結果として、ラベル追加やコメント投稿のような操作が「許可されないリソースへのアクセス」として拒否されます。
原因の構造を理解する
GitHub Actions の権限は、イベントの種類と発火元によって変化します。次の2点を理解しておくと仕組みが整理できます。
GITHUB_TOKENの権限はイベント発火元で変わる- 自リポジトリ内のイベント:書き込み可能
- 外部 fork からのイベント:読み取りのみ
- イベントタイプによってコンテキストが異なる
pull_request:fork 側のコンテキストで実行されるpull_request_target:ベースリポジトリのコンテキストで実行される
この違いを理解していないと、同じ設定ファイルでも状況によって結果が変わるように見えてしまいます。
再現例:ラベル付与アクションでの失敗
次の設定を例に考えてみます。
on:
pull_request:
types: [opened, synchronize]
jobs:
add-label:
runs-on: ubuntu-latest
steps:
- uses: actions-ecosystem/action-add-labels@v1
with:
github_token: ${{ secrets.GITHUB_TOKEN }}
labels: "needs-review"
このワークフローは PR が作成されたときに自動でラベルを追加するものですが、fork から送られた PR の場合は次のように失敗します。

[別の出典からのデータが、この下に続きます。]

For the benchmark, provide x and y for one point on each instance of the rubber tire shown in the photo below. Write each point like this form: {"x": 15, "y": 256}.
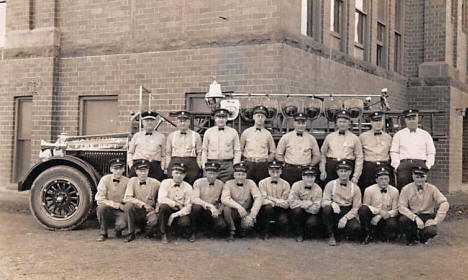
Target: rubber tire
{"x": 79, "y": 180}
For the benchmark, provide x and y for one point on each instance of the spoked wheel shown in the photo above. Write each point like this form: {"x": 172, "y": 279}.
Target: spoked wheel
{"x": 61, "y": 198}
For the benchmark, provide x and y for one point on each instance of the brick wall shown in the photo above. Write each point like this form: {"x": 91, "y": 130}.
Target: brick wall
{"x": 465, "y": 149}
{"x": 24, "y": 77}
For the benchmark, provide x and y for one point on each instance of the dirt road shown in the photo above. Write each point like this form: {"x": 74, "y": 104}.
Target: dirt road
{"x": 27, "y": 251}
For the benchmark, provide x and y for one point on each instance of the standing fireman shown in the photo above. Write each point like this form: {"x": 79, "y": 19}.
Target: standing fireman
{"x": 257, "y": 146}
{"x": 221, "y": 144}
{"x": 206, "y": 201}
{"x": 140, "y": 201}
{"x": 417, "y": 205}
{"x": 340, "y": 204}
{"x": 305, "y": 200}
{"x": 297, "y": 149}
{"x": 175, "y": 199}
{"x": 379, "y": 210}
{"x": 376, "y": 148}
{"x": 184, "y": 146}
{"x": 149, "y": 145}
{"x": 242, "y": 201}
{"x": 341, "y": 145}
{"x": 411, "y": 147}
{"x": 109, "y": 197}
{"x": 275, "y": 192}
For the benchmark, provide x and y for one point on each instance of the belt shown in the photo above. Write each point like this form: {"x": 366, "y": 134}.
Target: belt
{"x": 412, "y": 160}
{"x": 338, "y": 159}
{"x": 295, "y": 165}
{"x": 221, "y": 160}
{"x": 378, "y": 161}
{"x": 256, "y": 159}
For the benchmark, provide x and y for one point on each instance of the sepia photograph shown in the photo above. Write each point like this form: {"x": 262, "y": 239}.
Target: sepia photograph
{"x": 233, "y": 139}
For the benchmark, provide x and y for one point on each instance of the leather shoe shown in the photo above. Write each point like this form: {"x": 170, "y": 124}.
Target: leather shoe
{"x": 101, "y": 238}
{"x": 130, "y": 237}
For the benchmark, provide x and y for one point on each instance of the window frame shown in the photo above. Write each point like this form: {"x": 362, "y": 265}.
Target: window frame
{"x": 82, "y": 109}
{"x": 336, "y": 21}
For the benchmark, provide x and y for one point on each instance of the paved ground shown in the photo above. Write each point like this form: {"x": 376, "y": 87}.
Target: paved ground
{"x": 27, "y": 251}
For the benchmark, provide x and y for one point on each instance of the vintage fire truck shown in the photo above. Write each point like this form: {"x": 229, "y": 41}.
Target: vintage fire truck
{"x": 63, "y": 184}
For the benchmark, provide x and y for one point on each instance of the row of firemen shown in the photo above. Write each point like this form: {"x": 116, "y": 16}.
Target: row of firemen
{"x": 285, "y": 176}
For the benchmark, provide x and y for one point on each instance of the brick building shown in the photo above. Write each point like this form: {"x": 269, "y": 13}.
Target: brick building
{"x": 66, "y": 62}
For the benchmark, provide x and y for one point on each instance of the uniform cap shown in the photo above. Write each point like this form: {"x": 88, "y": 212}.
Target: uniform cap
{"x": 141, "y": 164}
{"x": 343, "y": 164}
{"x": 381, "y": 171}
{"x": 116, "y": 163}
{"x": 212, "y": 166}
{"x": 309, "y": 170}
{"x": 300, "y": 116}
{"x": 420, "y": 170}
{"x": 410, "y": 112}
{"x": 182, "y": 114}
{"x": 275, "y": 165}
{"x": 260, "y": 110}
{"x": 221, "y": 112}
{"x": 240, "y": 167}
{"x": 376, "y": 116}
{"x": 179, "y": 166}
{"x": 148, "y": 115}
{"x": 343, "y": 114}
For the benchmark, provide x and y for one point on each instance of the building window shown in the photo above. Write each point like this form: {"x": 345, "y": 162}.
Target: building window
{"x": 336, "y": 15}
{"x": 2, "y": 23}
{"x": 398, "y": 31}
{"x": 360, "y": 22}
{"x": 98, "y": 115}
{"x": 381, "y": 33}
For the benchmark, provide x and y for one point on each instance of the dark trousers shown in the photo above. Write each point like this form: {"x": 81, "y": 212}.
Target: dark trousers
{"x": 232, "y": 217}
{"x": 107, "y": 215}
{"x": 225, "y": 171}
{"x": 257, "y": 171}
{"x": 303, "y": 222}
{"x": 330, "y": 168}
{"x": 155, "y": 171}
{"x": 386, "y": 228}
{"x": 368, "y": 174}
{"x": 410, "y": 229}
{"x": 193, "y": 170}
{"x": 269, "y": 214}
{"x": 183, "y": 223}
{"x": 138, "y": 216}
{"x": 292, "y": 173}
{"x": 404, "y": 171}
{"x": 330, "y": 220}
{"x": 201, "y": 217}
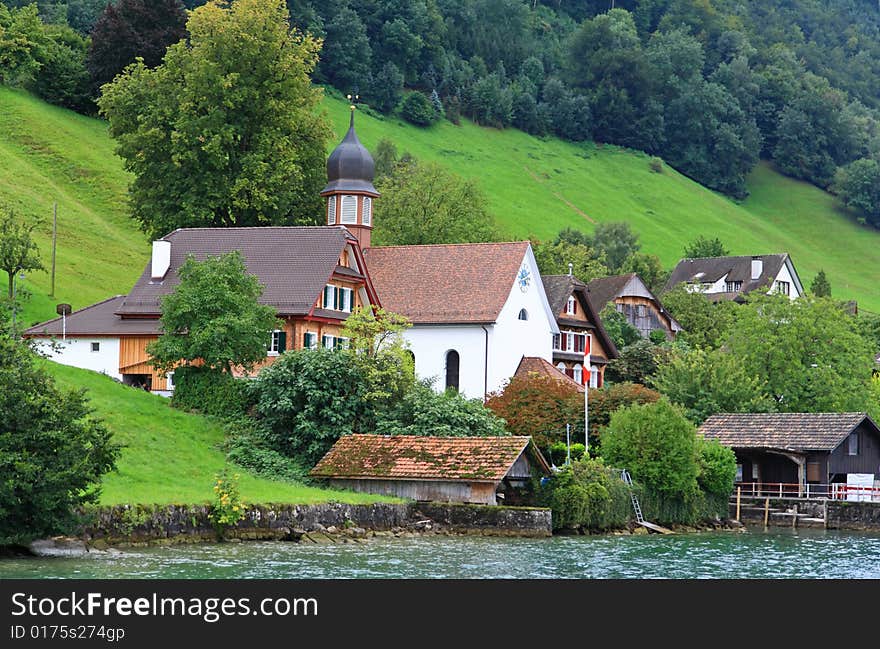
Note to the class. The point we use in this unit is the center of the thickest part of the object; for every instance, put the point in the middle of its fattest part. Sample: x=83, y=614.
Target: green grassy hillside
x=534, y=186
x=171, y=456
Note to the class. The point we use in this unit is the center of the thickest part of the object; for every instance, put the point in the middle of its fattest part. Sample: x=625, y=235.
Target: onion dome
x=350, y=167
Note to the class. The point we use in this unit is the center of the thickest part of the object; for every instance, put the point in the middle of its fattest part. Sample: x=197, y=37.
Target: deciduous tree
x=227, y=131
x=214, y=317
x=53, y=452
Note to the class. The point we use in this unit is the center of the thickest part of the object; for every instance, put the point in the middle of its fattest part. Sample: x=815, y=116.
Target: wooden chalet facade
x=632, y=297
x=579, y=323
x=481, y=470
x=792, y=450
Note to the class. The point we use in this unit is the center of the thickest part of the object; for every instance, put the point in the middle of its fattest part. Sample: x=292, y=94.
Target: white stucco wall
x=785, y=276
x=509, y=339
x=77, y=352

Resource not accessible by integration
原因は、GITHUB_TOKEN が pull-requests: write 権限を持たない状態で実行されているためです。
安全な解決策三つ
1. permissions を明示的に指定する
デフォルトでは GITHUB_TOKEN の権限が制限されているため、必要な権限を明示的に設定します。
permissions:
pull-requests: write
contents: write
これで、同一リポジトリ内の PR に対しては問題なく動作します。
ただし、外部 fork からの PR は依然として制限される点に注意してください。
2. pull_request_target イベントを使用する
pull_request_target はベースリポジトリのコンテキストで実行されるため、エラーを回避できます。
on:
pull_request_target:
types: [opened, labeled]
ただし、PR で変更されたコードを直接実行してしまうとセキュリティリスクがあります。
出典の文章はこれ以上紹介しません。